La trahison de Sambou
mars 18, 2009 dans Mes articles par amadoukonta
Sambou vit au Maroc depuis sept ans, il fait entre de immigrants en Espagne, il va pouvoir m’aider. Il devient mon « Tia Man » c’est à dire mon passeur. Je lui donne l’argent que j’ai gagné en Algérie afin de payer mon passage. Il m’informe que je passerai en pirogue pour rejoindre Las Palmas. A ce moment là, j’ai confiance, je ne devine pas que Sambou qui n’a jamais lui même réussi son entrée en Europe gagne sa vie avec des gens comme moi. Après avoir empoché mon argent il me dit qu’il est trop dangereux de rester en ville sans papiers. Je pars donc sur ses conseils m’enfermer dans une chambre avec trente autres personnes dans le quartier de Kharria.
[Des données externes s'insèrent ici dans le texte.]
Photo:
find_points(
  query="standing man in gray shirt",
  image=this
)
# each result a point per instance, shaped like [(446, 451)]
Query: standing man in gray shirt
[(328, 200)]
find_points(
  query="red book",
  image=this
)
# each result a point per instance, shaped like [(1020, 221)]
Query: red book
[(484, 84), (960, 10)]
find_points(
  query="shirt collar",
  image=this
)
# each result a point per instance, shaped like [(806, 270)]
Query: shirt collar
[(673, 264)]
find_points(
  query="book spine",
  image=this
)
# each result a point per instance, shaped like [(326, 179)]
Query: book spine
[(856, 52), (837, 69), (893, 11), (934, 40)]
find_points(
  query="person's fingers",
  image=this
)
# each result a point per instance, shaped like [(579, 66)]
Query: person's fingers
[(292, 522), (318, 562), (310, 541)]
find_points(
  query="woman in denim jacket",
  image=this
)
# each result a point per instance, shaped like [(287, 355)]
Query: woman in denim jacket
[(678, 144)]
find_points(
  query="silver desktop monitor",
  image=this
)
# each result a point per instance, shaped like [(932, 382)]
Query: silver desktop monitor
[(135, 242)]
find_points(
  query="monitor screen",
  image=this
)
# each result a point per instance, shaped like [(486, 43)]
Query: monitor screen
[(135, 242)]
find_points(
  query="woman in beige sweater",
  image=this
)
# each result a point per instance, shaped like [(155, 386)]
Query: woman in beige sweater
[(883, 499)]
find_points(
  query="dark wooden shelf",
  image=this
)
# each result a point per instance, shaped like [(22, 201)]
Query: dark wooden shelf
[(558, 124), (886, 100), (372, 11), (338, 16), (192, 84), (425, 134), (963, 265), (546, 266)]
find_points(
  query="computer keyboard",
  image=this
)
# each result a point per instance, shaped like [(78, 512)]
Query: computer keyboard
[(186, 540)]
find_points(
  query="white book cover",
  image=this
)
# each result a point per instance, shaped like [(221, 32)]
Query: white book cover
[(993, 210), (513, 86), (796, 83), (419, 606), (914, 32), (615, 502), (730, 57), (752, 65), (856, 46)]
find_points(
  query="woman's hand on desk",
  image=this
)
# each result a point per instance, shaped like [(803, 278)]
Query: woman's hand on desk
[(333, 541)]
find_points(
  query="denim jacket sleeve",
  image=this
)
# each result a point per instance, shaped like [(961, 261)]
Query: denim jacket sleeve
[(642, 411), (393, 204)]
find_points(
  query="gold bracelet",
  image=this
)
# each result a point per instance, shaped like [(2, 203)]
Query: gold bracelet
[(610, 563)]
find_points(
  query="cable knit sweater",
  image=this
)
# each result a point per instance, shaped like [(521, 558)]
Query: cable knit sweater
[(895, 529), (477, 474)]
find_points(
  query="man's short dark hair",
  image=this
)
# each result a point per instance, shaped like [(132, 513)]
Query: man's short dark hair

Personne ne peut sortir de cette chambre excepté le responsable « tranquillo » qui peut aller faire des achats. Les conditions de vie sont épouvantables, bien pires que dans une prison. Nous sommes tous manipulés, chaque jour on nous promet de partir mais rien n’arrive. Sambou ne va pas me conduire en Espagne, il doit seulement faire l’intermédiaire avec les passeurs. Maintenant, mais trop tard, je comprends qu’il a profité de moi pour gagner de l’argent. D’ailleurs il refuse de me rencontrer et même de me parler au téléphone.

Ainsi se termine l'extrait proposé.